L'ONU déploie des forces de police dans le cadre de ses opérations de paix depuis les années  60. En effet, en 1960, un contingent de 30 policiers originaires du Ghana était déployé pour soutenir l’Opération des Nations Unies au Congo, autorisée par la Resolution 143 (1960)  du Conseil de sécurité.  Depuis cette date, la Police des Nations Unies a  été de plus en plus sollicitée, et ses interventions ont connu une augmentation spectaculaire au cours des 15 dernières années. En 1994, on comptait seulement 1.677 policiers des Nations Unies déployés dans le monde, contre 14 333 en décembre 2011, dans le cadre de 12 opérations de maintien de la paix et de 6 missions politiques spéciales.  Au fil du temps, les taches confiées à la police des Nations Unies sont devenues de plus en plus complexes. Traditionnellement, les composantes de police de ses opérations avaient seulement pour but de surveiller, d'observer et de faire un rapport. À partir du début des années 90, la police a également été chargée d'un rôle consultatif et de tâches d'accompagnement et de formation, notamment afin de permettre aux opérations de maintien de la paix de jouer un rôle de mécanisme correctif auprès de la police et des autres services nationaux chargés de l'application des lois. Les missions qui sont de nos jours confiées à la Police des Nations Unies lui demandent d’aider les États hôtes et les autres partenaires à reconstruire et à réformer leur police nationale et leurs autres institutions de maintien de l’ordre, ainsi que de fournir une assistance  opérationnelle couvrant tout le spectre des tâches incombant à la police. Cette exigence accrue, aussi bien dans l’échelle que dans la complexité des tâches, a inévitablement modifié du tout au tout la physionomie de la Police des Nations Unies.  Le besoin d'aider à la mise en œuvre des mandats du Conseil de sécurité a considérablement augmenté. Le nombre d'agents de police autorisés à se déployer dans des opérations de maintien de la paix et des missions politiques spéciales est passé de 5 840 en 1995 à plus de 17 500 en 2010. Contrairement au personnel militaire, la police civile travaille et vit habituellement dans la communauté locale, bien souvent logeant dans une famille; elle est donc de bien des façons les yeux et les oreilles de l'opération de maintien de la paix.

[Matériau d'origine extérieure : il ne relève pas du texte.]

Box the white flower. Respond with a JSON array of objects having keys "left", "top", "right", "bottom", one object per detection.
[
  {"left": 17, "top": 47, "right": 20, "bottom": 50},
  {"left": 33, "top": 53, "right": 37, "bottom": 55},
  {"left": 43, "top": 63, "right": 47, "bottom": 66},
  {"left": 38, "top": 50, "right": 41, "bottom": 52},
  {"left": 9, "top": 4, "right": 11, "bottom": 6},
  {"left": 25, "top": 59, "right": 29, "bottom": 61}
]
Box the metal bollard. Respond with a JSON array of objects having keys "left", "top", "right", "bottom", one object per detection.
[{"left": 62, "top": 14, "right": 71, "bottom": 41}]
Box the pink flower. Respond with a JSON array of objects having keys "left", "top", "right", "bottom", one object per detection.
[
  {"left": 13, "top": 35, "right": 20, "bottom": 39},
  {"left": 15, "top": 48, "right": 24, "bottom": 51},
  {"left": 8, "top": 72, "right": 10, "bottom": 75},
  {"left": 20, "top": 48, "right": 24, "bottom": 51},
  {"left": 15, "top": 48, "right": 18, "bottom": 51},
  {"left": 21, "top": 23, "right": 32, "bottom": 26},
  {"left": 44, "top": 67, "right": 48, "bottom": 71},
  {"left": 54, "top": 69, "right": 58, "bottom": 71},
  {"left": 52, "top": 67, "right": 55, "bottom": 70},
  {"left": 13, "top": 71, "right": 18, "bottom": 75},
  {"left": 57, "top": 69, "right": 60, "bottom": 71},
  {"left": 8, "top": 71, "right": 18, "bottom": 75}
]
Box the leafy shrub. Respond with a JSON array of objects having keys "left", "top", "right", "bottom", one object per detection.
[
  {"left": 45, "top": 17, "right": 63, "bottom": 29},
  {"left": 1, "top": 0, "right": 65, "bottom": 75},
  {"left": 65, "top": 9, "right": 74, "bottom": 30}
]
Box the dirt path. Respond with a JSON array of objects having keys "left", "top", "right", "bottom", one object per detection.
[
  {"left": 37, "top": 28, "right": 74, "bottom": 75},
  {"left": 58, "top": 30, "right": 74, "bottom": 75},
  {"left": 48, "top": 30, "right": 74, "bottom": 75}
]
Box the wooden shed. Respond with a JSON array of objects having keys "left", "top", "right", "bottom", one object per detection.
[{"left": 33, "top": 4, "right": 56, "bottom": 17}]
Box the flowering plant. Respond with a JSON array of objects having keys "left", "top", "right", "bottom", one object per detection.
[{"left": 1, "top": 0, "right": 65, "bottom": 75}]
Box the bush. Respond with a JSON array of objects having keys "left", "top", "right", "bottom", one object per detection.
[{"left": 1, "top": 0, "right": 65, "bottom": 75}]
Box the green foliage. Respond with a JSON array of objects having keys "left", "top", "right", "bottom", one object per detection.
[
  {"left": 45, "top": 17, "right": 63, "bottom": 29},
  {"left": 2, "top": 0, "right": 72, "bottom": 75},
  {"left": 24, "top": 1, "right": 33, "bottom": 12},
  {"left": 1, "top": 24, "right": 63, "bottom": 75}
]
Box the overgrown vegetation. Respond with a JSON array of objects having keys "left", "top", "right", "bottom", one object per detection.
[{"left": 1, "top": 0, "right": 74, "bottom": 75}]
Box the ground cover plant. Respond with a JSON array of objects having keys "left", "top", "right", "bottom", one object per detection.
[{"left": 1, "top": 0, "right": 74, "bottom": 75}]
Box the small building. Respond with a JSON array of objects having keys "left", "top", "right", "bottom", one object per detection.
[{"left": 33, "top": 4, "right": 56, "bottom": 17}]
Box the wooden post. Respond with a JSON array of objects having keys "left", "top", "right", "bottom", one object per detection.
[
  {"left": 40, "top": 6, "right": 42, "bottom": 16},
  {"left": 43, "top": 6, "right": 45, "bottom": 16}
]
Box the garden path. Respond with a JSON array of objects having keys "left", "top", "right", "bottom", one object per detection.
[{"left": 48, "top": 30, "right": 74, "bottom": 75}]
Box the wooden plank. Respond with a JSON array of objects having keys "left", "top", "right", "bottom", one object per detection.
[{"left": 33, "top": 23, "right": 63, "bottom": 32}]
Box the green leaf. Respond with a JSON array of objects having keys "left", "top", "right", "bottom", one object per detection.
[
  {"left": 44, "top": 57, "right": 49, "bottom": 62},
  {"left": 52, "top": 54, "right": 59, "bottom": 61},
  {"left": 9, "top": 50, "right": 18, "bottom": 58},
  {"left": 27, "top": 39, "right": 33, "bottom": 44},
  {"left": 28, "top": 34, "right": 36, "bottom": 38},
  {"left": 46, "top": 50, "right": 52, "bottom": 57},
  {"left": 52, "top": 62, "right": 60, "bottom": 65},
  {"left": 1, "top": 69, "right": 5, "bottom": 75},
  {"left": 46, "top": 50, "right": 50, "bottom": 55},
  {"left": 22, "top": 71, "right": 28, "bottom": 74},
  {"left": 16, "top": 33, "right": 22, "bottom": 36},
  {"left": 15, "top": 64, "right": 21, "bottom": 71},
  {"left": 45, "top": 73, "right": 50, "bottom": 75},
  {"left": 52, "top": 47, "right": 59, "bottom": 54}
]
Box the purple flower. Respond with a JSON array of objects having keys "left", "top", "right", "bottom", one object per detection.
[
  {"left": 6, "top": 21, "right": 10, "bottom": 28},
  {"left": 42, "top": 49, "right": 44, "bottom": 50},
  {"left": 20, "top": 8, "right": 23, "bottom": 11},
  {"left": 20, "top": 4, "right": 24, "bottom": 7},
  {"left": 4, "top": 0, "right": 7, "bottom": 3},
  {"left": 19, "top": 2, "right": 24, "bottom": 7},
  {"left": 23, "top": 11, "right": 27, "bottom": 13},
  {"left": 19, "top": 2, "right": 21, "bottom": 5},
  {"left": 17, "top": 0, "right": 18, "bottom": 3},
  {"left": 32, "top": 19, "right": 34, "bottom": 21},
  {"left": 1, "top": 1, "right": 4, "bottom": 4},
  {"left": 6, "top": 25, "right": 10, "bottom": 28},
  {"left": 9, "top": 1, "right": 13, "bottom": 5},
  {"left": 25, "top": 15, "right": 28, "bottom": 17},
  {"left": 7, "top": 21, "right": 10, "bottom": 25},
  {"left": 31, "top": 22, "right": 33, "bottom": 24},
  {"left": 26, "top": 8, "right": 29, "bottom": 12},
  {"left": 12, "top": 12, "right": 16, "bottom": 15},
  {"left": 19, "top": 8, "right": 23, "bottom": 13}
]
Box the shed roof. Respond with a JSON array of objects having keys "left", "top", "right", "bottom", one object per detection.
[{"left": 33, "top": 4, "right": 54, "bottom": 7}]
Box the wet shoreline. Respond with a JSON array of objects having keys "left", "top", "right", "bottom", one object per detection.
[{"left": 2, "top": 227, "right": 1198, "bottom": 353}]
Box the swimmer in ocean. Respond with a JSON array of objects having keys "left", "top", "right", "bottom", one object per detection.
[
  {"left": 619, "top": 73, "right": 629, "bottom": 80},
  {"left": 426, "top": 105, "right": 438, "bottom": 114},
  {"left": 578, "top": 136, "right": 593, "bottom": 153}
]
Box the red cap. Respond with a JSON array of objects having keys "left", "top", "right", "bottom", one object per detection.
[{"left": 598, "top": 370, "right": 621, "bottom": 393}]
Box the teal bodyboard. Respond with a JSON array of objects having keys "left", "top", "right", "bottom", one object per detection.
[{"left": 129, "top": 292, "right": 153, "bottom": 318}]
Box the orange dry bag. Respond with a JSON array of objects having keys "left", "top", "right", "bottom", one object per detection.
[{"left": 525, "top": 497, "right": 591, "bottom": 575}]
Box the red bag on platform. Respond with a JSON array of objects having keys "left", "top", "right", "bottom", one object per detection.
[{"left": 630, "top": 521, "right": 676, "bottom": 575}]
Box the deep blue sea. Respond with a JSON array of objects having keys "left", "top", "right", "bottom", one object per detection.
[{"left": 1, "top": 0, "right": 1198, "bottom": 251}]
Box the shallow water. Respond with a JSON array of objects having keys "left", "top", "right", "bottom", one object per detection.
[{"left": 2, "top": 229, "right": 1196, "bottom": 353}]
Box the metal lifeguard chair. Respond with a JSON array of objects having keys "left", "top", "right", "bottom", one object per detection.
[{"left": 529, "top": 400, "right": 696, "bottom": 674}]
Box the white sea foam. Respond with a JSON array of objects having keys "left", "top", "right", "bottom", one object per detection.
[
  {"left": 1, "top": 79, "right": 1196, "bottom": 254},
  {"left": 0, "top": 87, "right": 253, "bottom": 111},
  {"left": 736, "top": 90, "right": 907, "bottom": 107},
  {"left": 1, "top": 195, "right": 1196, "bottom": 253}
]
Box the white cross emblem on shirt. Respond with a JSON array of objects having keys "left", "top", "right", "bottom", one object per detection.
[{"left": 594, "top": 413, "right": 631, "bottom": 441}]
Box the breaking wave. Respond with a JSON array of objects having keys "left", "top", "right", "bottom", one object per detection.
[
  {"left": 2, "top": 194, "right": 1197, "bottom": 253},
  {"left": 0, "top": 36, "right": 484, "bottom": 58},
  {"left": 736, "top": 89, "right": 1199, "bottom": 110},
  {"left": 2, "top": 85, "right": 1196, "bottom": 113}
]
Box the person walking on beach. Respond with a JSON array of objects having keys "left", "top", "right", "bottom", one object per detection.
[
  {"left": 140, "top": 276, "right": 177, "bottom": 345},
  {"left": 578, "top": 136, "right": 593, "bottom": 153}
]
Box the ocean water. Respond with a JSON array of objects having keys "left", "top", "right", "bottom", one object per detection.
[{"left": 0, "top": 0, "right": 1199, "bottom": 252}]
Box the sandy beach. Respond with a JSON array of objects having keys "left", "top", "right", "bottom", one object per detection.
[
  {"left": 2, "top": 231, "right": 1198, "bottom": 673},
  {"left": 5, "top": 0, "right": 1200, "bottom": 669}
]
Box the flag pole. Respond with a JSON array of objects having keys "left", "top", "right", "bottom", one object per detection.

            B. Mandats de plus en plus essentiels évolutifs

C’est en 1964 que le terme de Police Civile (CIVPOL) est apparu, au sein de la Force des Nations Unies chargée du maintien de la paix à Chypre (UNFICYP). Jusque dans les années 1980, le rôle des policiers civils fut alors d’accompagner les polices locales, de les conseiller, et plus rarement d’exercer un monitorat. Leur engagement restait alors sporadique et en soutien à l’effort principal pris en charge par les contingents militaires internationaux. Mais le sens et la portée de la présence policière internationale dans les missions de paix changèrent radicalement à partir de 1989 et de l’opération en Namibie (Groupe d’assistance des Nations Unies pour la transition, 1989 - 1990). Quelque 1500 policiers furent alors déployés pour assister l’ensemble du processus par la fonction de monitorat de la police locale et le soutien aux élections. Pour la première fois, les CIVPOL n’étaient plus sous commandement militaire et constituaient à eux seul une composante de la mission de paix multidimensionnelle. Amorçant un virage vers des missions toujours plus intrusives et étendues, les Nations Unies attribuèrent un rôle spécifique aux CIVPOL dans les autres missions, avec notamment une composante policière très importante (3600 personnels) au sein de l’Autorité provisoire des Nations Unies au Cambodge (1992 - 1993) La Police des Nations Unies est appelée à accomplir trois catégories de missions qui sont :

 

a) appuyer la réforme, la restructuration et la reconstruction de la police nationale et des autres entités chargées du maintien de l’ordre. A cet égard, La Police des Nations Unies s’est vu confier ses premières tâches relevant du développement institutionnel dans les années 90, notamment dans le cadre de  missions au Cambodge, en Haïti et en Bosnie-Herzégovine. Depuis 2003, presque tous les nouveaux mandats comprennent des tâches de réforme, de restructuration et de reconstruction. Si la reconstruction de la structure d’un pays est une proposition à long terme, celle d’une formule de paix qui est l’addition de l’ordre et de la justice, décrivant l'équilibre nécessaire entre les divers composants de la société, celle-ci comprendra certainement les militaires et la police qui auront des rôles appropriés. Dans ce cadre de complémentarité, les militaires fournissent "l’ordre" tandis que la police et le système judiciaire fournissent "la justice". Dans ce cas, le maintien de l'ordre civil n'est pas identique à celui que crée les forces militaires, parfois ce fait tend à être ignoré. Le maintien de l'ordre civil se fait sur le long terme. Il exige des accords clés avec les éléments politiques du gouvernement hôte, des civils, et autres. S'ils sont bien développés, ces accords fournissent la base pour endurcir le changement.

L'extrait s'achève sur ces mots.